Delta engines improve query optimizer, extends Spark’s cost-based optimizer, as well as Spark’s adaptive query execution optimizer, with more advanced statistics, and this technique can actually deliver up to 18 times, performance increase, for star schema workloads.

Delta Engine’s Caching

Delta engine’s caching layer, again sits between the execution engine, and Cloud Object Storage, where we build our data lakes, and it can automatically chooses, what input data to cache for the user, and it’s not just a dump bytes cache, that caches the raw data, it transcodes data into a more CPU-efficient format, that is faster to decode and for query processing later, and with this, we can at fully leverage the throughput, of the local NVMe SSDs, in a lot of the cloud virtual machines these days. And this delivers up to five times scan performance increase for virtually all workloads.

Spark Native Execution Engine

For the rest of the talk, I want to focus on the Native Execution Engine, and walk you through some of our thought exercises, in designing and implementing this engine. Every time when we design a piece of software, for performance, it’s important to look at two aspects, the first aspect is while the hardware trends, how are hardwares changing, and where will hardware go in the future, and that’s important, because ultimately, the piece of software we write, will run on some piece of hardware. The second aspect are the workloads, what are the characteristics of the workloads, that we need to run for/on? And this is extremely important, because without knowing that, we don’t know what we’re optimizing for.


So let’s first take a look at hardware, for some of you that were here five years ago, in Spark Summit, 2015, you might remember a keynote slide, in which I compared the hardware spec from 2010s, compared with the 2015, and I did that along three dimensions; storage, network and CPU. And we found that, along the dimension of storage and network, which are basically IO throughput, the IO throughput has gone up by an order of magnitude, in those five years, so it’s gone up by 10x, where CPU clock frequency had largely remained the same, at around three gigahertz. So, as IOs are becoming faster and faster, more and more bottlenecks are happening on the CPUs.

So, in response to that, we launched project Tungsten in Apache Spark, which is aimed at substantially speeding up execution, by optimizing for CPU efficiency.

Hardware Changes since 2015

It’s been five years since 2015, let’s take a look at what has changed with hardware, in the last five years.
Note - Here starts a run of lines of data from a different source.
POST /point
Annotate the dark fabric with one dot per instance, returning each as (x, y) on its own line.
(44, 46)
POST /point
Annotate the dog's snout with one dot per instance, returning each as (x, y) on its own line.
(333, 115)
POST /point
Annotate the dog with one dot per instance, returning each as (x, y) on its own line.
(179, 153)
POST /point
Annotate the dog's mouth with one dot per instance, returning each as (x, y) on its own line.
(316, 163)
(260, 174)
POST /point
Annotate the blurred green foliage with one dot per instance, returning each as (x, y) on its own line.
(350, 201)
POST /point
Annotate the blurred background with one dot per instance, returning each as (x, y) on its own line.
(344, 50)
Hardware Changes since 2015

Interestingly, IO throughput has continued to go up, as a matter of fact, they went up by another 10x. These days it’s really not difficult for any of us, with a swipe of a credit card, to launch a new virtual machine, in any of their public cloud provider’s infrastructure, that can give you 16 gigabytes of NVMe SSD, and with 100 gigabit network, but CPU clock frequency remained the same, at around three gigahertz.
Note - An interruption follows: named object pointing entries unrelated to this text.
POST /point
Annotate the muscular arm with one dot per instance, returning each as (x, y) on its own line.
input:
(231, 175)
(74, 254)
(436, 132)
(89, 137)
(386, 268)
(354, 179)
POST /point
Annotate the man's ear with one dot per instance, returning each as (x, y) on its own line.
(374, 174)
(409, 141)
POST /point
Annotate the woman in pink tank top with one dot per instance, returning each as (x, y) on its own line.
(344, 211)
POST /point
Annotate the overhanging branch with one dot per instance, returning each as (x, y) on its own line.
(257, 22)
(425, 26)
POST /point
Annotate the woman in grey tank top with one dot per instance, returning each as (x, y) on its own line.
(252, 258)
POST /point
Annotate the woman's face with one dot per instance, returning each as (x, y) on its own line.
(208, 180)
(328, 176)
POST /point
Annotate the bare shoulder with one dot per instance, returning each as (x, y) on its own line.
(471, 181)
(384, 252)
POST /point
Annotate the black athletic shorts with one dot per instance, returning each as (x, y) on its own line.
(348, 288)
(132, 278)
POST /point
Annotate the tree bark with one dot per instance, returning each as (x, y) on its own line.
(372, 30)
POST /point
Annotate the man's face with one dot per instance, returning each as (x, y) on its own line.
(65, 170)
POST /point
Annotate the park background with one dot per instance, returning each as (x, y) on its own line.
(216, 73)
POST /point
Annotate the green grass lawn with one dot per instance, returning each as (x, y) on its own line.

So, as every other dimension’s becoming faster and faster, the CPU become more of the bottleneck, even after five more years. And the first important question we asked ourselves, in designing the execution engine for Delta Engine, is how do we achieve the next-level performance, given CPU has continued to be the bottleneck?

Workload Trends

Now, the second aspect, workloads, in the past few years, it’s becoming more and more obvious, that businesses are moving faster and faster. As a result, data teams are given less and less time, in property modeling and preparing their data, if your business context is changing every six months, or every year, and you’re given sort of new business problems to solve, there’s really no point spending six months to a year, modeling your data, like how you would do it, back in the 90s, or 2000-era data warehouses. As a matter of fact, these days, most columns don’t have the constraints defined, strings are used everywhere, because strings are so easy to manipulate, and many of the columns, for example, such as date, or timestamp, are just stored as strings these days. And, unfortunately, a lot of this characteristics, of the new workloads and lack of data modeling, and not really benefiting the performance of the query execution, because many of the query engines are designed in an era, in which data are very well modeled. And we have all learned, “Hey, in order to actually achieve better performance, “this model that did it better” So, the second important question we asked ourselves, in designing the new execution engine is, “Can we actually get both agility and performance?” “Can we get great performance for very well modeled data, “but also see a pretty good, “or great performance for a not a so-well-modeled data?”


And, Photon is actually our answer to those two questions, it is a new execution engine for Delta Engine, and designed to accelerate Spark SQL workflows, it is built from scratch in C++, so we can get maximum control of how the underlying hardware would behave, in order to extract the maximum performance, and we really leveragely choose, the very important principles. The first is called vectorization, and the idea here is to exploit data-level parallelism, and instruction-level parallelism for performance. And the second is, we really wanted to design something that really worked very well for model data, and we spent a lot of time thinking about it, and so, making the habit to optimize, for not so well modeled data.

CPU 101

Before I explain to you how Photon works, it’s important for me to give you a refresher, of how modern CPUs work, so it consider it a CPU 101. While we found out from some earlier slides, the CPU clock frequencies are not getting higher, there are some dimensions of the CPUs they’re improving, and most of these are around the degree of parallelism, and the first is data-level parallelism, and the second, instruction-level parallelism.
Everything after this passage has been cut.